# Bagging in Machine Learning | [Link](Bagging/Bagging.ipynb)

Bagging (Bootstrap Aggregating) is an ensemble learning technique used to improve the stability and accuracy of machine learning models. It works by creating multiple versions of a predictor by training on bootstrapped samples from the original data, then aggregating their predictions.

## Key Concepts

- **Bootstrap Sampling:**  
  Generate multiple training datasets by randomly sampling (with replacement) from the original dataset. Each bootstrap sample typically contains about 63.2% of unique data points.

- **Base Learners:**  
  Train a base model (e.g., decision tree, neural network) on each bootstrap sample independently.

- **Aggregation:**  
  Combine the predictions from all base models:
  - For regression: Average the outputs.
  - For classification: Use majority voting.

## Mathematical Formulation

For **regression**, the aggregated prediction is calculated as:

<p>
y = (1/N) &sum;<sub>i=1</sub><sup>N</sup> f<sub>i</sub>(x)
</p>

Where:  
- <code>N</code> is the number of base models,  
- <code>f<sub>i</sub>(x)</code> is the prediction from the <code>i</code><sup>th</sup> model, and  
- <code>y</code> is the final aggregated prediction.

For **classification**, the final class is determined by the mode (majority vote) of the predictions:

<p>
y = mode { f<sub>1</sub>(x), f<sub>2</sub>(x), ..., f<sub>N</sub>(x) }
</p>

## Advantages of Bagging

- **Variance Reduction:**  
  Aggregating predictions from diverse models reduces overall variance.
  
- **Robustness:**  
  Bagging helps to mitigate overfitting and improves model stability.

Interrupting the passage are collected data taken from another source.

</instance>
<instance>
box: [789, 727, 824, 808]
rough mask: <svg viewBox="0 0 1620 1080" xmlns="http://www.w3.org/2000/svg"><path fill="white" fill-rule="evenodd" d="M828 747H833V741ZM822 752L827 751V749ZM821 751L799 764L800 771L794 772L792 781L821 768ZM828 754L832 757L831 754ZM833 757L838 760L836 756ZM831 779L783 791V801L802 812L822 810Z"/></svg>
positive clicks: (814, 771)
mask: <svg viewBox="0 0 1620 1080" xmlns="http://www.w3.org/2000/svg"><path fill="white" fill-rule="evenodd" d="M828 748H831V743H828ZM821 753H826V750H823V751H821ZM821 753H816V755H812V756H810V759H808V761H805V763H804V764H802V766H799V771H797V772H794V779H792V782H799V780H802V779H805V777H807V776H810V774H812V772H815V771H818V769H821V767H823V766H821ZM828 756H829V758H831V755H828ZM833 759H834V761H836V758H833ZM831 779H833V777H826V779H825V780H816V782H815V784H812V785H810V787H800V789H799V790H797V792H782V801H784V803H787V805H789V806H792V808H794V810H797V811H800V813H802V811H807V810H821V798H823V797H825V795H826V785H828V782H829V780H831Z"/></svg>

- **Parallel Training:**  
  Since each model is trained independently, the training can be parallelized to save time.

## Python Code Example

Below is an example using the `BaggingClassifier` from scikit-learn with a decision tree as the base estimator on the Wine dataset.

```python
# Import necessary libraries
from sklearn.ensemble import BaggingClassifier
from sklearn.tree import DecisionTreeClassifier
from sklearn.datasets import load_wine
from sklearn.model_selection import train_test_split
from sklearn.metrics import accuracy_score

# Load the Wine dataset
wine = load_wine()
X, y = wine.data, wine.target

# Split the dataset into training and testing sets
X_train, X_test, y_train, y_test = train_test_split(X, y, test_size=0.3, random_state=42)

# Initialize the base classifier (a decision tree in this case)
base_classifier = DecisionTreeClassifier()

# Initialize the BaggingClassifier with 10 base estimators
bagging_classifier = BaggingClassifier(base_estimator=base_classifier, n_estimators=10, random_state=42)

# Train the BaggingClassifier
bagging_classifier.fit(X_train, y_train)

# Make predictions on the test set
y_pred = bagging_classifier.predict(X_test)

# Calculate and print the accuracy
accuracy = accuracy_score(y_test, y_pred)
print("Accuracy:", accuracy)
```

## Summary

Bagging is a simple yet powerful ensemble method that:
- **Reduces variance** by averaging predictions from multiple models.
- **Improves robustness** against overfitting and noisy data.
- **Is highly parallelizable**, making it scalable for large datasets.